DATA1001 Project Template

Author

Code
library(tidyverse)
data = read.csv("C:\\Users\\oswat\\OneDrive\\Desktop\\DATA1001\\data1001_survey_data_2025_S1.csv")

Recommendation/Insight

Our report explores the relationships between student’s rent, commute, and residency status. Graphical and numerical analysis show domestic students commute longer hours compared to international students. Linear modelling revealed a weak negative correlation between rent prices and commute time. Further data is needed to assess student accessibility to campus.

Evidence

IDA including Source and structure of the survey

The data was derived from a survey completed by 2145 students (2103 consented) from 2024 semester 2 and 2025 semester 1, assessing 28 variables. Our analysis focuses on how commute is influenced by rent and student type (domestic & international). We chose rent and commute because we believe they were measures that students would know off the top of their head and would be able to report accurately, unlike variables like expected/aimed mark and number of hours studied which can be influenced by social desirability bias.

Limitations:

Some of the limitations of the data arise from selection and consent bias, which omits responses from DATA1001 students who did not participate (or consent) in the survey. In addition, the data only reflects the sample taken from data1001/data1901 students and not the population of Sydney university students.There is also a response bias where questions could have been misinterpreted or answered dishonestly.

Assumptions:

We made the assumption of independence, that responses to the survey were not influenced by other people’s responses, however it is possible that people doing the survey at the same time in the workshop could have influenced each other. We assumed extreme values from the survey were typos or answered incorrectly instead of true, and that our results were normalised if it had a bell shape on a histogram.

Data cleaning:

Data cleaning involved removing extreme values (identified using boxplots in R) to ensure data integrity, separating non-consenting participants, and excluding rent values of “0”, this reduced our domestic sample size from 1279 to 221, as indicated by the survey that they were living at home, as well as removing blank values in the “student_type” variable.

Example graphs, before and after data cleaning

Code
#initial plot
bp1 <- ggplot(data, aes(x = student_type, y = rent, fill = student_type)) + 
  geom_boxplot() + 
  labs(title = "Relationship between rent of international and domestic students",
    x = "Student type", y = "Rent (AUD)", subtitle = "(Before IDA)", fill = "Student Type")
#design
bp1 + theme(
  plot.title = element_text(hjust = 0.5),
  plot.subtitle = element_text(hjust = 0.5)
)

Code
#filtered data
fil_data <- filter(data, consent == "I consent to take part in the study", 
                   rent >= 50 & rent < 1500,
                   commute > 0 & commute < 300,
                   student_type != "")
#initial plot

bp2 <- ggplot(fil_data, aes(x = student_type, y = rent, fill = student_type)) + 
  geom_boxplot() + 
  labs(title = "Relationship between rent of international and domestic students", 
       x = "Student type", y = "Rent (AUD)", subtitle = "(After IDA)", fill = "Student Type")
#design
bp2 + theme(
  plot.title = element_text(hjust = 0.5),
  plot.subtitle = element_text(hjust = 0.5)
)

How does the commute time vary between international and domestic students?

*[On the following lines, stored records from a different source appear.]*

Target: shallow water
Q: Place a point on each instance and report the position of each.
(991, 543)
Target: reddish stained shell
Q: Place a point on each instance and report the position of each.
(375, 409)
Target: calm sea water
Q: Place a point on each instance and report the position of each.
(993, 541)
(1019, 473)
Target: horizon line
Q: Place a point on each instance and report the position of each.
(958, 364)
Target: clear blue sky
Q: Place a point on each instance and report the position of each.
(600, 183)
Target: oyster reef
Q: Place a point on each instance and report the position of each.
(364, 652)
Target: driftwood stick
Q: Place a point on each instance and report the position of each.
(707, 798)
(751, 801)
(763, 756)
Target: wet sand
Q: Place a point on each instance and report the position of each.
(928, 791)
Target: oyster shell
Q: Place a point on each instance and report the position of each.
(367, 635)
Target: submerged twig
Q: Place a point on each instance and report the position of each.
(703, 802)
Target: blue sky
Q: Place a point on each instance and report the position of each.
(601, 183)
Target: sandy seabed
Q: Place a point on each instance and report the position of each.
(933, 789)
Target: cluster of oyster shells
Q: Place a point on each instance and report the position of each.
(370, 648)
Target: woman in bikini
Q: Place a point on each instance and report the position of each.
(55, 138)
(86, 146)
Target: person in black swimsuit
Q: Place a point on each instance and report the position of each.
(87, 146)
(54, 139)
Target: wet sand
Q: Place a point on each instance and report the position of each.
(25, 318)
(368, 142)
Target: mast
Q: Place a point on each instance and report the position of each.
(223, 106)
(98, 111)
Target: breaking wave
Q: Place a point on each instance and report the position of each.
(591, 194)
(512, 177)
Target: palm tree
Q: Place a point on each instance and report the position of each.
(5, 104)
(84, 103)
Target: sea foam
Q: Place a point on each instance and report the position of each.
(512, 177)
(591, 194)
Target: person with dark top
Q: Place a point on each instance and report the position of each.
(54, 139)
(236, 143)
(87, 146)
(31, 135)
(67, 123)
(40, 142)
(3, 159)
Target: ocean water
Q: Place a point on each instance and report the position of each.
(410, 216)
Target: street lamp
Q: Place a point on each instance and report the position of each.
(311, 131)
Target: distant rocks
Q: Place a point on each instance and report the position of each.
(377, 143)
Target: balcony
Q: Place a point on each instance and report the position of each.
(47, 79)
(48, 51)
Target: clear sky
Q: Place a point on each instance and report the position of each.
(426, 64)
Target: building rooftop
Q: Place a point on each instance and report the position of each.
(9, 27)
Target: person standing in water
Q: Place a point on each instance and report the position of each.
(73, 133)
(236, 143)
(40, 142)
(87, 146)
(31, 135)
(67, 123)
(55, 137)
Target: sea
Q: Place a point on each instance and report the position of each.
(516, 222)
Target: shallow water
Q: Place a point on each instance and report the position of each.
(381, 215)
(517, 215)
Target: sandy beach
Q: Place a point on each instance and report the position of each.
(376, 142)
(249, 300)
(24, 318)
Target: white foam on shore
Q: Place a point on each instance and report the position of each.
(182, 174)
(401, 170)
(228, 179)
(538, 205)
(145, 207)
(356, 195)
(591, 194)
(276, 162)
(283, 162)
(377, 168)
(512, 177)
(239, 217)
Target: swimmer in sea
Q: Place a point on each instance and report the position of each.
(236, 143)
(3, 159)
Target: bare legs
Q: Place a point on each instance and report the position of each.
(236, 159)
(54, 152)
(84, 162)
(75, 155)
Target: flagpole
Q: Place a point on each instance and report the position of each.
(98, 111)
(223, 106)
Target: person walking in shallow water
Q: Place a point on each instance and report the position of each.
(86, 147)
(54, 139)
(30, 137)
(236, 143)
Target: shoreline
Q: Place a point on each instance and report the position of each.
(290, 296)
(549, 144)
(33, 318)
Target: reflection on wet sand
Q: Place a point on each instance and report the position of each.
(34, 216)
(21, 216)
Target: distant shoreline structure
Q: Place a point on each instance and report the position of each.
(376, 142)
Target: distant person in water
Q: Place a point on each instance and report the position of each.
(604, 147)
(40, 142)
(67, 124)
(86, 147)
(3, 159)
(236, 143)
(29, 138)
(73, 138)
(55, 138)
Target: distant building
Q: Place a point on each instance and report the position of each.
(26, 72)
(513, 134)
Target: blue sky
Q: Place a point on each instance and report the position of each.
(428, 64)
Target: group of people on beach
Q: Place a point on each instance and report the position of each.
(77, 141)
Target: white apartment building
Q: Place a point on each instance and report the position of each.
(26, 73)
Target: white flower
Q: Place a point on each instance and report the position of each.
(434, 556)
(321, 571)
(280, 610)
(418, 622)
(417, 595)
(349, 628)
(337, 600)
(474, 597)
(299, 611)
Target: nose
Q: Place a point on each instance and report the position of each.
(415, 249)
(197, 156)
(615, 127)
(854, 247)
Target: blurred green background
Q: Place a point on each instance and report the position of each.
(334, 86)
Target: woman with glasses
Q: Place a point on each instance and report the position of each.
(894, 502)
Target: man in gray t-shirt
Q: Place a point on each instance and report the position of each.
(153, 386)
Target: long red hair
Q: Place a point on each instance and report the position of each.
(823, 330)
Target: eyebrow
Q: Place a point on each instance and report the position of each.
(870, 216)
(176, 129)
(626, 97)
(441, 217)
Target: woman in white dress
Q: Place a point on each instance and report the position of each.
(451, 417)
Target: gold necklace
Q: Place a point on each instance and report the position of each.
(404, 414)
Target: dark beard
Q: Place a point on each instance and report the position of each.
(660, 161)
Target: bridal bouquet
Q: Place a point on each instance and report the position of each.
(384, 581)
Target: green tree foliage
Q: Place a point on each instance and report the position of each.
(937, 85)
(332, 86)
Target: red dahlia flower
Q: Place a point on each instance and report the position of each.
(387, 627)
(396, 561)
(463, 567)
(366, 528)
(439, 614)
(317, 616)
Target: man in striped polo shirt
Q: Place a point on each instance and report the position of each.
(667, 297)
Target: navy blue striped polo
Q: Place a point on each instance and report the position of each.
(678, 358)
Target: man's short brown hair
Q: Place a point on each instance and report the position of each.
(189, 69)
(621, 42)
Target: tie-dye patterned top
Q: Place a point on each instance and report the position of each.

The commute for domestic and international students significantly varies.

The international students’ commute is positively skewed, implying that many live on campus; resulting in a lower median commute (20) compared to the mean (26.3).

Domestic students’ commutes are only slightly positively skewed, with a higher median to international (25), suggesting that many students live off-campus.

The Inter - Quartile Range (IQR) for international students had a narrower spread of 15 compared to domestic students of 35, suggesting that commute time is more consistent among international students. This suggests that international students have the majority of on - campus housing, while domestic students are spread through neighbouring suburbs.

This implies that more domestic students live in a wide variety of areas accounting for varying ranges from the university.

The maximum value we accepted for both types of students was 300 minutes, which was greater than the maximum for international students at 120 minutes anyway. International students had 9 suspected outliers (> 52.5), this is most likely due to a greater sample size for internationals of 690 vs 220 domestic student, this corresponds to domestic’s 3 suspected outliers above 102.5.

Code
#initial plot
bp3 <- ggplot(fil_data, aes(x = student_type, y = commute, fill = student_type)) + 
  geom_boxplot() + 
  labs(title = "International and domestic commutes to USYD", x = "Student type",
       y = "Commute (mins)", fill = "Student Type") 

#design
bp3 + theme(
  plot.title = element_text(hjust = 0.5)

)

Code
# density histogram with both
hist1 <- ggplot(fil_data, aes(x = commute, fill = student_type)) + 
  geom_histogram(aes(y = after_stat(density)), bins = 25, position = "dodge") + 
  labs(x = "Commute (mins)", y = "Density", title = "Density of domestic and international commuters", fill = "Student Type")

hist1 + theme(
  plot.title =  element_text(hjust = 0.5)
  
)

Code
#IQR
dfil_data <- filter(fil_data, student_type == "Domestic")
ifil_data <- filter(fil_data, student_type == "International")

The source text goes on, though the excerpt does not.